On Tuesday I translated another verse of “Je suis snob” by Boris
Vian:
I'm a snob... I'm a snob
My name's Patrick, but I’m called Bob
I go horse-riding every morn
Because I love the smell of manure
I only date baronesses
With names like trombones in distress, yes
I'm a snob... an excessive snob
When I speak love poetry
I’m stark naked in the alley
I almost
finished memorizing “Pour des haricots” by Serge Gainsbourg.
I went on
Acorn, the U of T student website to find out my start time for enrolment but
discovered that this wasn’t the day. Acorn doesn’t post the date for finding
the start time and so I had to spend half an hour searching for it. The problem
is that posts of dates from several years are still online and they clutter up
searches. Finally I found it at artsci.utoronto.ca and the day for third year
students to find their start times is July 8 this year.
I had a chicken
wing and some yogourt for lunch.
In the
afternoon I did some exercises and got ready for a bike ride. I decided that
since beer cans were falling from the garbage bag I’ve been filling for the
last several months that I might as well extend my ride along Dundas a few more
blocks and take them to the Beer Store. I got $6.50 back and then I rode down
Dovercourt to Queen and past my place to Freedom Mobile to pay for my phone
service. Thanks to the Beer Store I had the exact change and the clerk
appreciated it.
I got caught up
on my journal.
I made a few
small edits to some of the poems in my manuscript and changed their order of
appearance based on Albert Moritz’s suggestions.
I boiled a
potato, sautéed a zucchini with an orange pepper, heated some gravy and a
chicken breast and had them for dinner while watching an episode of The
Untouchables.
A bootlegger
named Big Jim Harrington is branching out because Prohibition is almost over.

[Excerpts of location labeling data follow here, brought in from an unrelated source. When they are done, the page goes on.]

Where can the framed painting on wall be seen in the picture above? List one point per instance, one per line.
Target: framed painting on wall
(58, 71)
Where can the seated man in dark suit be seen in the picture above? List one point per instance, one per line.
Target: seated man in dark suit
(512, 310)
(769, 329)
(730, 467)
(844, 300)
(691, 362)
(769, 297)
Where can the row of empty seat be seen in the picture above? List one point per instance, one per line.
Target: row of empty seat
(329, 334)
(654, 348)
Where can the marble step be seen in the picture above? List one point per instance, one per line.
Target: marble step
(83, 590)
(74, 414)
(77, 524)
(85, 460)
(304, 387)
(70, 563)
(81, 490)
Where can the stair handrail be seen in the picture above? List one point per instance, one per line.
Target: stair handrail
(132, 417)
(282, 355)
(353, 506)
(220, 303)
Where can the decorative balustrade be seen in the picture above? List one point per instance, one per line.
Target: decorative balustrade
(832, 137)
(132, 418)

He threatens to burn down a nightclub belonging to Benny Hoff if he doesn’t
sell him a majority stake in it. Benny gives in and sells the whole club. Benny
still owns a beer hall where his friend and roommate Johnny Paycheque is a stand-up
comedian. While Johnny is performing Big Jim, his psychotic henchman Loxie and
his girlfriend Renee come in and sit down. Johnny comes over to their table,
flirts with Renee and makes fun of the gangsters. Big Jim thinks he’s funny and
hires him to work in the club that Benny used to own. Johnny wants the leave
town with Benny and go to New York. He gives Benny some inside information
about the location of one of Big Jim’s stills. Big Jim offers Johnny work at a
new and bigger club that he’s taken over. Benny calls Elliot Ness and tells him
what Johnny told him. The workers go down into the sewer from a mattress
company and come up in a bottling plant. Somewhere in between is the still.
After the call Benny is crushed against a dead end alley wall by Loxie’s car.

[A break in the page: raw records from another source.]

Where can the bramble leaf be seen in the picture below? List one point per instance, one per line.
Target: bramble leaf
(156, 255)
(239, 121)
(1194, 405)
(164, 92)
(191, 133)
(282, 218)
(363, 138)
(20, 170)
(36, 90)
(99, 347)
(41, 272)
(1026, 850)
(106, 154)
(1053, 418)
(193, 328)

Johnny tries to leave town but Loxie stops him. In a bizarre scene Johnny is
made to put on a private performance for Big Jim, Renee and Loxie. He's so
scared for his life that Big Jim doesn’t find him funny and so he tells Loxie
to kill him. Just then the Untouchables burst in and arrest Big Jim and his
men. They leave Johnny and Renee alone each in their own despair. It’s a very
good atmospheric ending.
Renee was
played by Phyllis Coates who played Lois Lane on the first season of the 1950s
Superman TV show. She actually looked more like a Renee than a Phyllis anyway.
Loxie was
played by Timothy Carey, who even when he wasn’t playing psychos in movies and
on TV, the cops frequently stopped him because he looked so suspicious. He
built a reputation for improvising early in his career when, as the biker Chino
he decided to squirt beer in Marlon Brando’s face. He was the bouncer that
threatened James Dean in East of Eden. He was in Stanley Kubrick’s "The
Killing” and “Paths of Glory". In 1957 he did “Bajou" which was re-cut
and renamed “Poor White Trash" in 1961 and became a grindhouse classic for
a decade. Jack Nicholson was a big fan of Carey and he wrote the character of
Lord High and Low in his screenplay for The Monkees “Head” with Carey in mind.
In 1962 Carey produced, wrote, directed and starred in "The World's
Greatest Sinner". Elvis asked Carey for a copy but he turned him down.
When John Cassavetes came to visit him Carey made him put on a thick suit and
then he siked his attack dog on him. Carey once faked his own kidnapping for
publicity. Quentin Tarantino dedicated “Reservoir Dogs" to Carey.
Tarantinto wanted Carey in the film but Harvey Keitel was afraid of him and so
he didn’t get the part. He said that he always treated every part like it was
his last one. He said the more enthusiasm you put into a role the less
enthusiastic your co-stars are about you.